ここで終わりに:故ダイアナ妃のメモリアル・サーヴィス

2007.09.02
今日の地下鉄のストライキがどうなるか、どきどきです。

 8月31日に催された、故ダイアナ妃のメモリアル・サーヴィス、終わってみれば、二人の王子の成長ぶり、とりわけハリー王子への好感度が高まった印象が強いです。

http://www.telegraph.co.uk/news/main.jhtml?xml=/news/2007/08/31/ndiana1031.xml
テレグラフの特集ページ
http://www.guardian.co.uk/dianavideo/0,,2159086,00.html
ガーディアンのダイアナ妃の写真特集ページ

 数日前のテレグラフ紙は、クラレンス・ハウス(チャールズのロンドンでの公邸)の仕切りが悪い、とかなり執拗な論調の記事を掲載していました。曰く、当初は招待者リストから外れていたダイアナ妃が最も信頼していた彼女の秘書を直前になって招待者リストに加えた不手際。また、世界中から訪れるに違いない、故ダイアナ妃の熱烈な心棒者のために、教会の外に10台の巨大スクリーンを設置するべきだ。サーヴィスのあとに王室メンバーが教会の外で待っている人たちに、どうして挨拶しないんだ等々。更に、テレグラフ紙の調査では、回答した人の89%が、ダイアナ妃が亡くなったニュースを聞いたとき自分たちがどこにいたかを覚えているという結果には、笑いを通り越して呆れました。フロイトが指摘した集団ヒステリアの一例としか思えませんでした。
 翌日、9月1日のテレグラフ紙は、6ページに渡る特集記事(大満足)を組んでいましたが、トーンは低めになっていました。どうしてかというと、彼らが予想した状況とは違って集まった人々の数は少なく、また警察官が出動しなければならなくなるほどの混雑もなかったからだと思います。同じ日のガーディアン紙は第1面で、テレグラフが主張した「10台の巨大スクリーンが必要に違いない」、ということを揶揄していましたし、世界中から集まったメディア関係者の数のほうが教会や、ケンジントン宮殿に集まった人々より多かったようだ書いていました。新聞は、主張の違うものを読み比べたほうが、いいですね。
 ま、それほど静かなものだった。今回の彼女の死後10年という節目に行われたメモリアル・サーヴィスは、メディアの期待に反して、二人の王子が希望したように、まさに家族による故人を偲ぶ、そして残されたものが前に一歩を踏み出すためのセレモニーだったように思います。




 今回、一番の悪役になってしまったのは、チャールズとカミラ夫人ですが、僕からすると、その二人を攻撃した故ダイアナ妃の「友人」たちも、今後は影響力を行使できなくなるだろうと思います。無残なヒステリックぶりでした。カミラ夫人の出席を最も激しく攻撃したローザなんとかさんは、「ダイアナ妃が見たら」、とまるでダイアナさんが語ったように不快感をメディアに流しました。でも、例えダイアナ妃がそう感じたとしても、故人が語ることはもはやできないわけですし、結局、ローザさん自身の不快感以外のなにものでもない、と。さらに、故ダイアナ妃の功績を管理するチャリティ団体の代表の女性に至っては、「我々のこれからの一番の課題は、カミラを女王にしない、ということに尽きる。私達の女王は既にいる」。現在の法のもとでは、チャールズ皇太子が王位に就いた時、カミラ夫人には公式にQueenのタイトルが付くことが決まっているわけですから、この代表者が何をしたって変わらない。カミラ夫人が女王になると、貴方の人生に何の影響があるんですか?、と。何もないでしょう。

 ウィリアム王子とハリー王子は、こんな状況に幕を引きたかったのではないか、と僕は思います。サーヴィスの全部をみたわけではないですが、両王子のリラックスした振る舞いが、印象的でした。二人が彼らの母親のことを忘れることはないでしょう。彼らとしては、自分たちの母親の思い出を、自分たちの手の届く所に置いておきたい、それが二人の望むこと、と感じました。
 今回、10年前、故ダイアナ妃の葬儀のときの写真が再び大きく掲載されました。そこに写っているウィリアムとハリーの姿から、現在の彼らの成長ぶりから、10年という歳月が如何に長いかを改めて感じました。12歳、母親の亡骸が納められた棺のあとを、地面に消え入りそうに、悲しげに歩いていたハリー王子が、いまや22歳の青年。酒の騒ぎや、ナチスの腕章で世間の顰蹙を買った悪童ぶりは、この日、彼の振る舞いからは見ることはありませんでした。




 ハリー王子のスピーチを映像でご覧になった方もいると思いますけど、長くないので全文を。

William and I can separate life into two parts. There were those years when we were blessed with the physical presence beside us of both our mother and father.

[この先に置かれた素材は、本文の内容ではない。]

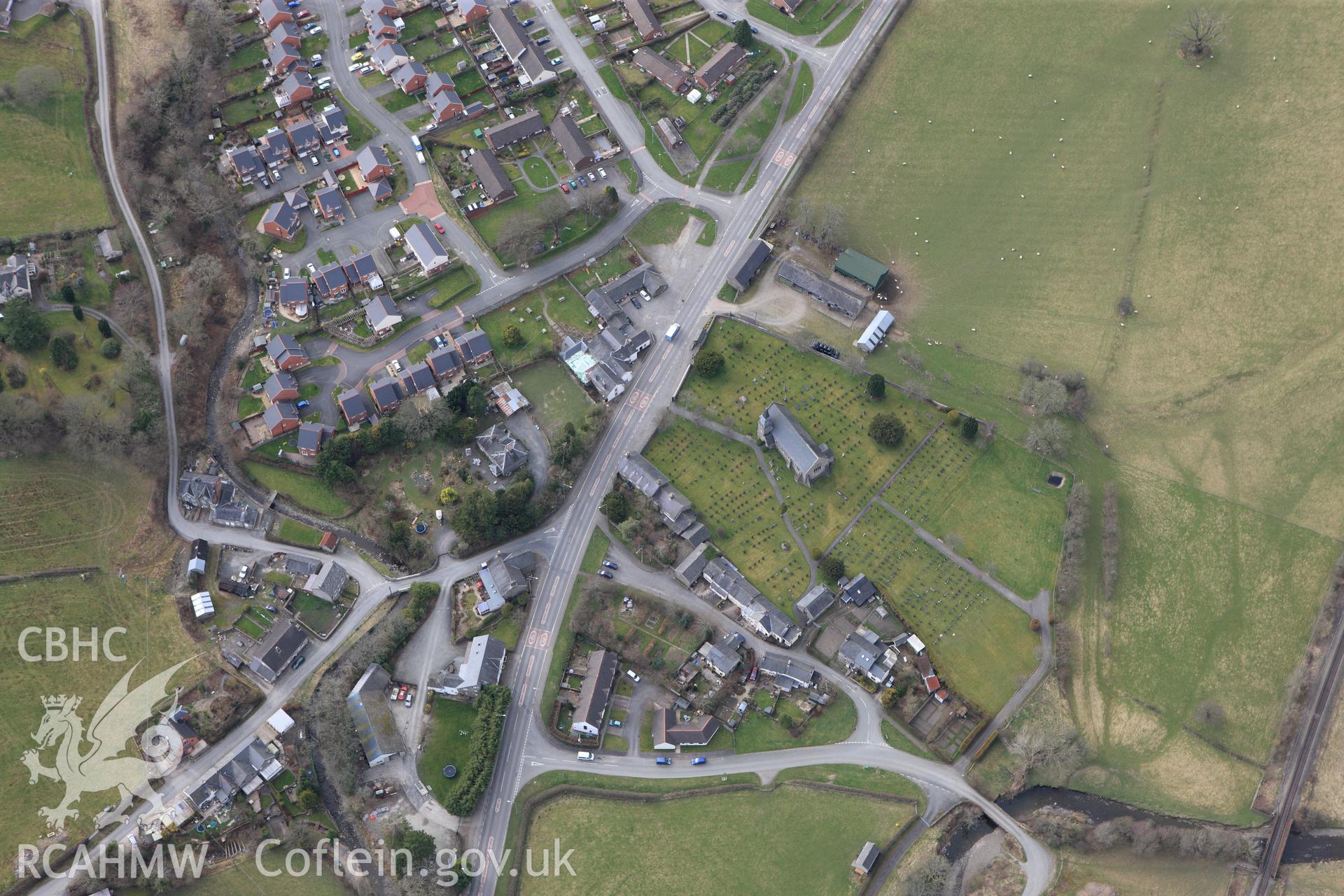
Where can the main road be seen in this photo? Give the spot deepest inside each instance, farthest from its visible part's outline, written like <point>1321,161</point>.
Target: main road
<point>526,748</point>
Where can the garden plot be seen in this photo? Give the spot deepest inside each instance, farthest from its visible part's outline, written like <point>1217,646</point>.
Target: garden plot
<point>732,495</point>
<point>977,641</point>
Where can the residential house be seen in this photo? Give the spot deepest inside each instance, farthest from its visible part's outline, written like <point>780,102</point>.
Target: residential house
<point>286,352</point>
<point>492,178</point>
<point>645,22</point>
<point>822,288</point>
<point>298,88</point>
<point>281,387</point>
<point>876,331</point>
<point>330,582</point>
<point>666,71</point>
<point>353,406</point>
<point>780,430</point>
<point>718,67</point>
<point>381,315</point>
<point>515,130</point>
<point>813,603</point>
<point>445,362</point>
<point>670,732</point>
<point>388,57</point>
<point>753,257</point>
<point>281,418</point>
<point>246,162</point>
<point>596,692</point>
<point>281,220</point>
<point>374,163</point>
<point>785,673</point>
<point>277,649</point>
<point>387,394</point>
<point>426,248</point>
<point>410,77</point>
<point>371,711</point>
<point>312,435</point>
<point>484,665</point>
<point>331,203</point>
<point>504,453</point>
<point>530,65</point>
<point>573,144</point>
<point>273,13</point>
<point>304,137</point>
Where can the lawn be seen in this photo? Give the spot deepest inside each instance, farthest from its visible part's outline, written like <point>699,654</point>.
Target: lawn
<point>828,400</point>
<point>720,830</point>
<point>555,396</point>
<point>664,223</point>
<point>813,16</point>
<point>730,493</point>
<point>302,488</point>
<point>979,643</point>
<point>46,166</point>
<point>448,743</point>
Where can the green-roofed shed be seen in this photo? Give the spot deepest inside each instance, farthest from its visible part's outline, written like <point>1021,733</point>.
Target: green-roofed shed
<point>860,267</point>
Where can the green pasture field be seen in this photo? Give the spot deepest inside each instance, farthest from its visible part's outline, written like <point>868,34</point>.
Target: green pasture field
<point>979,643</point>
<point>720,830</point>
<point>555,396</point>
<point>730,493</point>
<point>828,400</point>
<point>48,169</point>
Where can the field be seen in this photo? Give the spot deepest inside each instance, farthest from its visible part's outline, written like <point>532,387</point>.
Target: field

And then there are the 10 years since our mother's death. When she was alive we completely took for granted her unrivalled love of life, laughter, fun and folly. She was our guardian, friend and protector.

She never once allowed her unfaltering love for us to go unspoken or undemonstrated.

She will always be remembered for her amazing public work. But behind the media glare, to us, just two loving children, she was quite simply the best mother in the world.

We would say that wouldn't we. But we miss her.

She kissed us last thing at night. Her beaming smile greeted us from school. She laughed hysterically and uncontrollably when sharing something silly she might have said or done that day. She encouraged us when we were nervous or unsure.

She - like our father- was determined to provide us with a stable and secure childhood.

To lose a parent so suddenly at such a young age - as others have experienced - is indescribably shocking and sad. It was an event which changed our lives forever, as it must have done for everyone who lost someone that night.

But what is far more important to us now, and into the future, is that we remember our mother as she would have wished to be remembered, as she was - fun-loving, generous, down-to-earth, entirely genuine.

We both think of her every day. We speak about her and laugh together at all the memories.

Put simply, she made us, and so many other people, happy. May this be the way that she is remembered."


 ヴィデオをみての第一印章は、野太い声だな、というものでしたが、全体からは彼のマチュリティが鮮明に感じられるスピーチでした。これで、世間のハリー王子への印象が変わったようです。

 タイトルは、司祭が言った言葉です。Let it end here.
 亡くなった人を偲ぶのは、残された人々が、それぞれのやり方で出来ること。でも、亡くなった人、ダイアナ妃を間違った偶像にしようとする他者の意思を止められるのは、ウィリアム王子とハリー王子だけ。今回、二人はそれを彼らの意思でやり遂げたように思います。